Pneumagen has dosed the first subject in the Phase II proof-of-concept clinical trial of intranasal broad-spectrum antiviral Neumifil for influenza infections. 

The randomised, single-centre, double-blinded, controlled, placebo-controlled, human infection challenge trial will assess two doses of Neumifil given as an intranasal spray in healthy subjects following infection with flu virus. 

It is anticipated to enrol up to 100 people. 

The decline in the occurrence of symptomatic influenza infections and a reduction in symptom severity, and to evaluate the efficacy of Neumifil as an early treatment or prophylaxis option for at-risk influenza patients are the primary endpoints of the trial. 

Assessing the decline or shortening in viral shedding and reduction in nasal discharge were included as the secondary endpoints. 

Open Orphan subsidiary hVIVO will carry out the trial, which will be conducted at its facilities in London. 

The company expects preliminary topline results from the trial in the first half of 2023. 

In November last year, Pneumagen initiated the Phase I trial of Neumifil in healthy subjects for prophylaxis and treatment of viral respiratory tract infections.

The latest Phase II trial comes after positive topline findings were observed in the Phase I trial of Neumifil assessing safety and tolerability in healthy subjects.

A new engineered multivalent carbohydrate binding molecule (mCBM), Neumifil is being developed for prevention or treatment to lower and manage viral respiratory tract infections.

It works by directly attaching and hindering viral pathogen entry into the host. 
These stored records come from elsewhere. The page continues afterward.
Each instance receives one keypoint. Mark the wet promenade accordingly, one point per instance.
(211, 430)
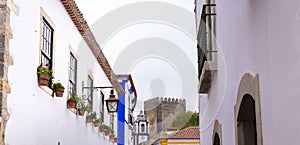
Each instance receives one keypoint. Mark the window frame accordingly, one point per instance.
(90, 84)
(73, 83)
(45, 19)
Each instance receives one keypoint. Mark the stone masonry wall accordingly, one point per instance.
(161, 112)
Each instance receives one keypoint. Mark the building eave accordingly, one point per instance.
(85, 31)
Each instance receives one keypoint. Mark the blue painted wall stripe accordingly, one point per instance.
(121, 116)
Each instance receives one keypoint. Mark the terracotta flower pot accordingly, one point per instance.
(71, 103)
(116, 139)
(89, 119)
(59, 92)
(106, 132)
(101, 129)
(44, 79)
(81, 111)
(97, 124)
(111, 137)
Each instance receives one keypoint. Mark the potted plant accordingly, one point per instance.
(102, 128)
(80, 107)
(116, 139)
(71, 103)
(97, 122)
(89, 110)
(44, 74)
(59, 89)
(111, 136)
(107, 130)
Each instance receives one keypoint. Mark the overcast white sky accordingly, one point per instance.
(93, 9)
(166, 73)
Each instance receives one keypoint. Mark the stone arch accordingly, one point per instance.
(248, 93)
(217, 133)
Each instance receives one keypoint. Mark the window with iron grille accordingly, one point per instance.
(47, 44)
(73, 74)
(90, 91)
(101, 106)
Pneumagen CEO Douglas Thomson said: “Neumifil has the potential to prevent viral-induced exacerbations for patients at high risk of complications, reducing symptoms, hospitalisations, and disease burden. 

“This challenge study in healthy volunteers will help us prepare for a further Phase II trial starting in the second half of 2023 in patients who experience viral induced exacerbation of their underlying pulmonary pathology.”